The overall number of induced abortions is the number of reported legal abortions. Unsurprisingly, it is lower in Iceland (about 300,000 inhabitants) and Estonia or Slovenia (1 to 2 million inhabitants) and greater in Germany, France, Great Britain, Italy, or Spain (about 47 to 80 million inhabitants) than in the other countries. It is particularly low in Poland (about 38 million inhabitants).
Abortion ratio per 1,000 live births is the number of reported legal abortions occurring in a specified reference period (e.g., one year: mainly 2018) per 1,000 live births. Abortion ratio varies widely across Europe. It was very low in Poland where abortion access is more restricted than in the other countries.
According to the country, abortion is exclusively or mainly performed in public hospitals or private facilities.
Today, abortion on request is usually the main ground for abortion in all countries where abortion on request is legal except in Croatia.
Today, women have access to the drugs used in medical abortion in most European countries. Where allowed, medical abortion is the most commonly used method.
☷ CHARACTERISTICS OF WOMEN HAVING INDUCED ABORTION
Women who had abortion were more commonly aged 30 years and over in some countries, in particular in Italy and in countries under the former Soviet Union domination (e.g., Baltic states, Poland).
Abortion is rare in women under 19 years of age, except in Great Britain.
Almost all induced abortions were performed in resident women, except for The Netherlands, Portugal, and Slovakia where 12%, 18% and 19% of induced abortions were performed in non-resident women, respectively.
In Europe, a significant proportion of abortions are repeated abortions.
In Europe, a significant proportion of women getting abortion already have at least 1 child.
The fertility rate is the ratio of the number of children born during the considered year and the number of women aged 15-49 years (i.e., in age of childbearing). The average fertility rate in Europe is close to 1.6. The lowest fertility rates are commonly observed in Southern European countries (Spain, Portugal, Italy). France has the highest fertility rate.
The lowest mean age of women at first childbirth is commonly observed in the countries under the former Soviet Union domination. Italy, Spain and Switzerland stand at the bottom with a mean age of 32.
Too few data are collected to reach conclusions. However, the percentage of women between 15 and 49 years using a contraceptive method widely varies according to the country. With 97% of women using a contraceptive method (43% oral contraceptive), France ranks first.
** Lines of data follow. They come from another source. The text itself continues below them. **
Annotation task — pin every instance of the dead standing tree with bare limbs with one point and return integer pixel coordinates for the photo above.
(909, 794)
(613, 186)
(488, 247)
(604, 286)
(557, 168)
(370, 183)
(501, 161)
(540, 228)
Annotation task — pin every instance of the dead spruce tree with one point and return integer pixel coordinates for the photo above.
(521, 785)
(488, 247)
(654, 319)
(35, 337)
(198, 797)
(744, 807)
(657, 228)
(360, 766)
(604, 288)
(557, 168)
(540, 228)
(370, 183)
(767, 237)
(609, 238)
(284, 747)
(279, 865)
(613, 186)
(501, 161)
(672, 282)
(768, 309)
Too few data are collected to reach conclusions. In addition, the high percentage of women using a pre-abortion contraception before abortion reported in most countries questions the used contraceptive method.
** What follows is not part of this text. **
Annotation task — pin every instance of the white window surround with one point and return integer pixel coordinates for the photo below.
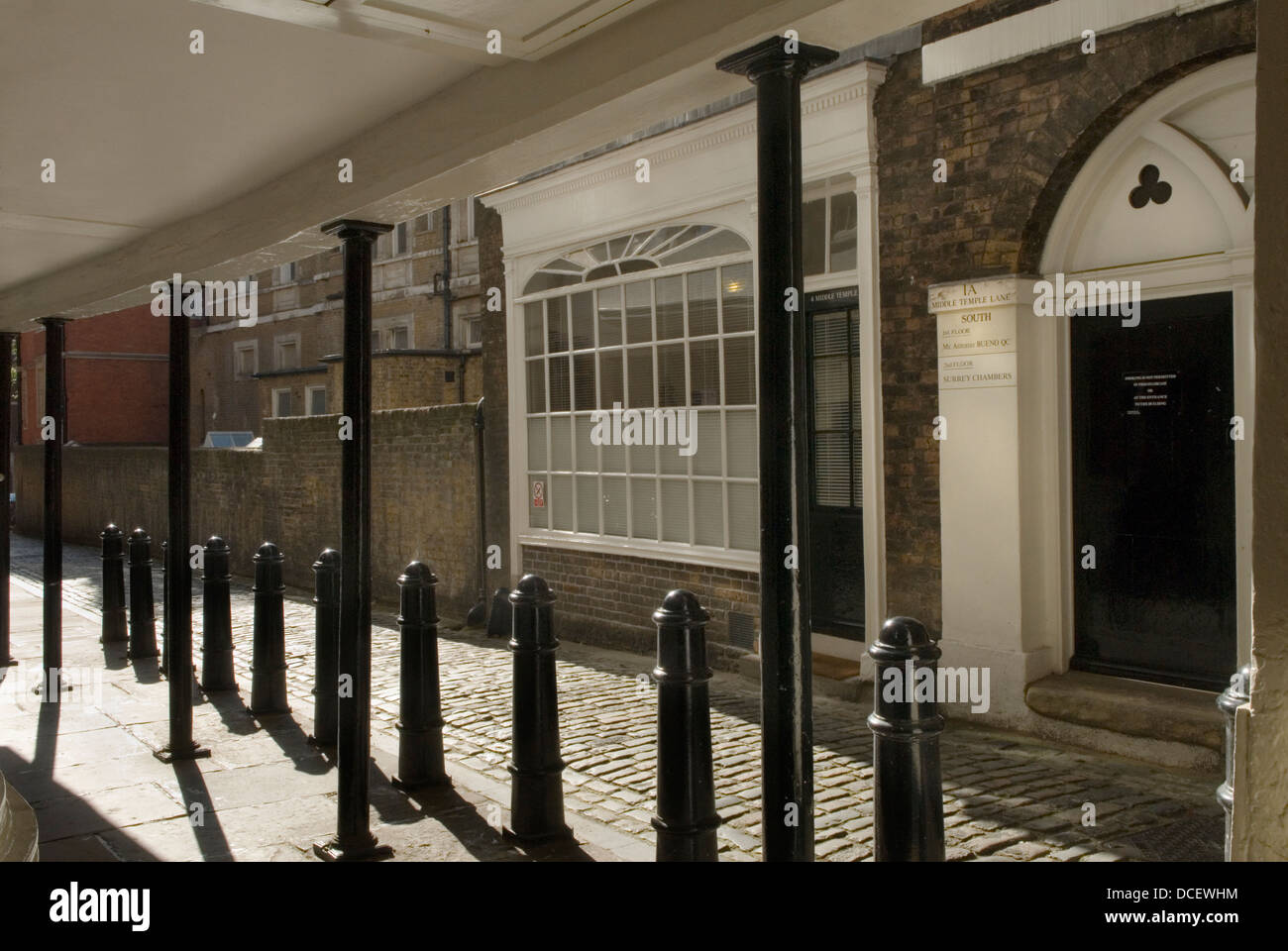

Too few data are collected to reach conclusions. However, although it is recommended to start effective contraception immediately after abortion, it seems that there is no rules and that IUD or implant start date after abortion varies according to the country.
Long-acting reversible contraceptives (LARCs) are methods of birth control that provide effective contraception for an extended period without requiring user action and therefore being dependent on women compliance. They include intrauterine devices (IUDs) and subdermal contraceptive implants. Too few data are collected to reach conclusions. However, in countries with available data, LARC is usually placed in abortion facilities.
In several European countries, women have to pay for abortion.
In most European countries, health care professionals have the right to conscientiously object to rendering or participating in abortion services. Conscientious objection may have serious implications for women’s access to abortion services and health service planning.
In some European countries, abortion is not taught to healthcare professionals.